Korea’s approval is the final hurdle for the JV
Korea’s Mar-2018 approval of the Korean Air-Delta Air Lines JV is the last major regulatory hurdle. Delta and Korean Air have held US approval for over a decade but never implemented their partnership.
There were unsuccessful attempts to have the Delta-Korean Air JV undergo new scrutiny. The thrust of the argument was that Delta and Korean Air announced in 2017, which is a vastly different market than when the partnership was approved last decade.

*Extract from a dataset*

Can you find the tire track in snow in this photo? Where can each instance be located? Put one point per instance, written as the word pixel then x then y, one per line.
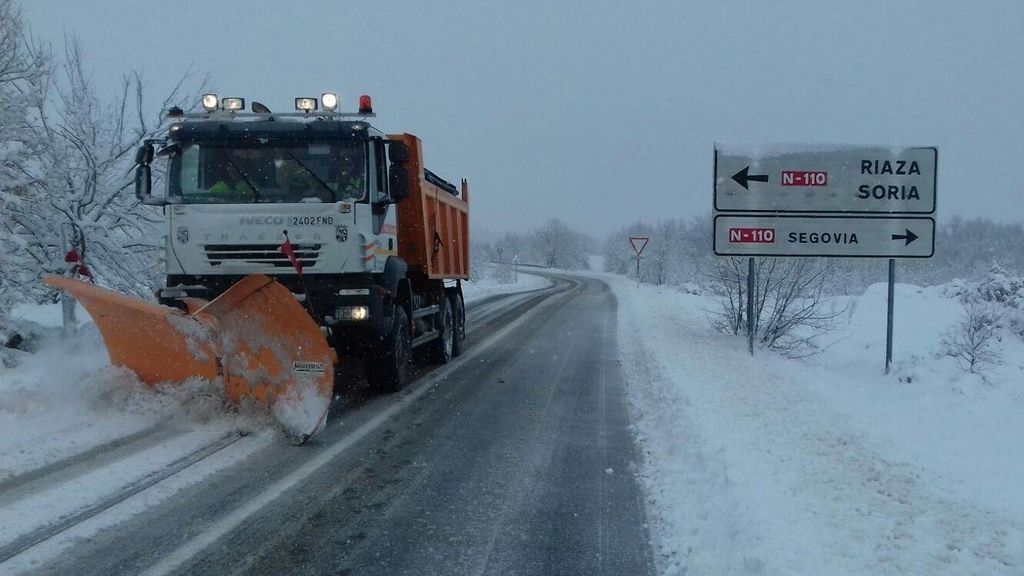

Amongst the many trans-pacific changes between the original application and now is the key merger between Delta and Northwest Airlines. When Delta and Korean Air originally requested US approval, the objective of the partnership was to balance the trans-pacific network of Northwest Airlines. Although Korean Air was strong in the trans-pacific market over a decade ago, Delta had a token presence. Delta’s merger with Northwest gave Delta a large presence in Asia.
So, the argument went, Delta’s merger with Northwest eliminated a key argument for the Delta-Korean Air JV.
The US did not re-open the Delta-Korean Air file but is requiring the two to submit their JV framework and plans.
Korea has anti-competitive concerns about the JV
Korea’s approval signals a mixed message about JVs. Korea has fundamental concerns about the JV reducing competition between Korea and the United States. But Korea ultimately decided these concerns could be more than offset by a combined Delta-Korean Air operation strengthening the Seoul Incheon hub and boosting its profit in the Asia-North America market.
Seoul Incheon’s declining transfer traffic has been a top-level concern for Korean aviation. This is despite growing questions, especially from middle-management of Seoul Incheon airport and Korean regulatory organisations, of the actual benefits of transfer traffic.
Korea imposes capacity commitments
Korea’s approval came with the carve out that Delta and Korean Air must commit to a certain amount of capacity on five Korea-US routes. All of the flights are from Seoul Incheon (no other Korean airport has services to continental North America).
Korea-continental US seat capacity by airline and airport: week commencing 02-Apr-2018
Source: CAPA – Centre for Aviation and OAG
Two of the five routes have existing service from both Delta and Korean Air: Atlanta and Seattle. Notably both of these airports are Delta hubs. Delta and Korean Air are the only operators to Atlanta, while Asiana Airlines serves Seattle.
The remaining three routes have service from only Delta or Korean Air: Detroit, Washington DC and Las Vegas. Detroit is another Delta hub.
The US tends not to impose route-specific capacity commitments, but has required some city-pairs to have reduced service. Australian authorities have imposed capacity commitments for partnerships under their jurisdiction. The EU can require airlines to make slots available for other airlines wanting to enter market-pairs the EU deems under-served after the implementation of a partnership.
Implications of JV approval are fairly limited
The full Korean approval of the partnership is not disclosed. But it appears that if Delta and Korean Air wanted to reduce capacity in a carve-out market, they could instead reduce capacity in a different market and re-direct passenger connections.
Yet the forthcoming growth out of Asia makes it impractical to suggest Delta and Korean Air would in the medium-term reduce their presence from today’s size. Regulators would have been more prudent to instead require the JV to grow, such as by stipulating a certain percentage.
Evaluating the JV is difficult since the Korea-US market is only one (albeit large) part of the trans-pacific market. The Delta-Korean partnership could see Delta pull down capacity elsewhere in Asia, such as by continuing to shrink its Tokyo hub. These reductions would fall outside the scope of Korean regulators.